Help with workaround a mutation in an optimization problem

Hi everyone,

I’m running into an issue with an optimization problem utilizing gradient-based updates using Zygote where an in-place mutation appears to be causing problems. Specifically, when I update my parameter vector x and assign it to x_new, Zygote complains that mutation isn’t supported.

Below is a simplified version of my code:

using Convex
using Random
using Zygote
using JuMP
using MathOptInterface
using Clarabel

optimizer = Convex.MOI.OptimizerWithAttributes(Clarabel.Optimizer, "verbose" => 0)
Random.seed!(0)

function f(x)
    return x[1]*x[1]
end

function g_u(x, t, j)
    return x[1] * t[j] + 3.0
end

function barrier(x, t)
    constraint_values = [-g_u(x, t, j) for j in 1:length(t)]
    return f(x) - sum(log.(constraint_values))
end

function inner_min(u)
    lr_x = 1e-10
    x = rand(1)

    grad_x = Zygote.gradient(x -> barrier(x, u), x)[1]
    x_new = x .- lr_x .* grad_x

    return f(x_new)
end

u = rand(1)  
lr_u = 1e-1  
grad_u = Zygote.gradient(u -> inner_min(u), u)[1]
u .= u .+ lr_u .* grad_u

The error points to the mutation on x_new (via x .- ...). I suspect that this is because Zygote doesn’t support in-place mutations on arrays during gradient computation.

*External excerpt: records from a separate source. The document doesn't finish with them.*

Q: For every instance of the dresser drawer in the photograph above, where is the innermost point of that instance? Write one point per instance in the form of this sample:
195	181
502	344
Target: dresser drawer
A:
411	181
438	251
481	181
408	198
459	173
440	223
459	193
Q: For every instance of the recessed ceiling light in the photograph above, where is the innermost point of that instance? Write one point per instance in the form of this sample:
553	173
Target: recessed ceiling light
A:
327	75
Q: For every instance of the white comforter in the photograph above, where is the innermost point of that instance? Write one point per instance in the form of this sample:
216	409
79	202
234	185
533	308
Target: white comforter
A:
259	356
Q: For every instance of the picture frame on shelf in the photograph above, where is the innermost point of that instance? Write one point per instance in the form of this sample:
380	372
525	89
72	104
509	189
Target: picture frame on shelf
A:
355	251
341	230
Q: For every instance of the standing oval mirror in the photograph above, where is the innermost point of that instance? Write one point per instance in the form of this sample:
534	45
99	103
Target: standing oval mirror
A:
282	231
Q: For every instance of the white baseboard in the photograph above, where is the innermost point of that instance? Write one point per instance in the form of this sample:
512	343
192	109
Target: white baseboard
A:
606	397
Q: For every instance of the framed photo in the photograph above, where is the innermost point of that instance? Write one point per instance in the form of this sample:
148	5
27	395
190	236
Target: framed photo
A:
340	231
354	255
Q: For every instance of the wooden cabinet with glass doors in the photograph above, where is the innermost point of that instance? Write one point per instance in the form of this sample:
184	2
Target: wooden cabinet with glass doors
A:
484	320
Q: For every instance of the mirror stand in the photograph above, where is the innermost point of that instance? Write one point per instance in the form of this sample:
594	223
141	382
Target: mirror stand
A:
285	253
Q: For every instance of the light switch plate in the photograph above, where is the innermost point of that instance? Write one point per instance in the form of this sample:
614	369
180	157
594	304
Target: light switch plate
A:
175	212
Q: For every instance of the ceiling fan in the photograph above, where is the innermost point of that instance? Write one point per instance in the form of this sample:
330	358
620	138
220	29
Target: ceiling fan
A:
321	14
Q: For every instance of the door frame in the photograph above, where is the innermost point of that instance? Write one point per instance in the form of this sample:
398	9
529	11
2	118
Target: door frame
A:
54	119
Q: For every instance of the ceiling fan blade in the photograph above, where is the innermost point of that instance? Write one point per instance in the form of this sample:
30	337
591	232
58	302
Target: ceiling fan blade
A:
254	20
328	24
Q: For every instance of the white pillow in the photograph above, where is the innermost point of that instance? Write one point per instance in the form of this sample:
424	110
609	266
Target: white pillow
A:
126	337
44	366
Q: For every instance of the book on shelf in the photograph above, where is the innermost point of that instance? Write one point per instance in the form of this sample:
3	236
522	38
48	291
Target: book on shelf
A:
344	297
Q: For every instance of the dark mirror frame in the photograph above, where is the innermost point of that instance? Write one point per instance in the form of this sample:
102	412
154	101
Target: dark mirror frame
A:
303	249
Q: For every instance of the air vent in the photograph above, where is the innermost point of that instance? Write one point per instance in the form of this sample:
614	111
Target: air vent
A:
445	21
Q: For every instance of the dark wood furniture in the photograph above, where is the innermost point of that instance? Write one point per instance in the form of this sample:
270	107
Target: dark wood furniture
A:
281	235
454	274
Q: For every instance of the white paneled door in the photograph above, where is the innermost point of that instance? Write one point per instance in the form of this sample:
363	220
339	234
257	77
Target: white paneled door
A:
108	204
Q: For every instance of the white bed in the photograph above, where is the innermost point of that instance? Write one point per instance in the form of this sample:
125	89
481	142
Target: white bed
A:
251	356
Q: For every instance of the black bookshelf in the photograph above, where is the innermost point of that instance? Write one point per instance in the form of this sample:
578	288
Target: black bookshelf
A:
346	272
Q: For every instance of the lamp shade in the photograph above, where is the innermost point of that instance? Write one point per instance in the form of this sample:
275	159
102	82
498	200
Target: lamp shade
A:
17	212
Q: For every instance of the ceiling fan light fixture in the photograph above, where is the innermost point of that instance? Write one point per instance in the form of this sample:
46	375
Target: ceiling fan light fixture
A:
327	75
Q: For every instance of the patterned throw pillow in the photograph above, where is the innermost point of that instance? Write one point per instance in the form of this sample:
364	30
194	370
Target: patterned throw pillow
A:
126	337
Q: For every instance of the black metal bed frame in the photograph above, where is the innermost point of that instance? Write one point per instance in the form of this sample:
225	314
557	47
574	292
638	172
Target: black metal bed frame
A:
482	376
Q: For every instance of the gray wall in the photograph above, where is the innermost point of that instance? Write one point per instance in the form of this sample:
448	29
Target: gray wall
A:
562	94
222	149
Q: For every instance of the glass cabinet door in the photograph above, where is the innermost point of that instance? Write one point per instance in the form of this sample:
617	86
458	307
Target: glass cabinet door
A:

Has anyone encountered this issue or found a workaround? Is there an alternative AD approach or package that supports such operations? Any insights or suggestions would be greatly appreciated.

Thanks in advance!

Hi, welcome to the forum!
When I run your code, the first error I get is a DomainError because a log is applied to some negative value. Can you maybe fix the initial values in a way that is coherent with your problem, to make sure that g always outputs something negative?
Before we talk about AD specifics, can you maybe explain why you want to differentiate through inner_min? There are smarter ways to do this than differentiating through each gradient step, and the right recipe depends on the structure of your problem. Is it convex for instance? If so, you can use DiffOpt.jl to automatically differentiate through the JuMP.jl formulation.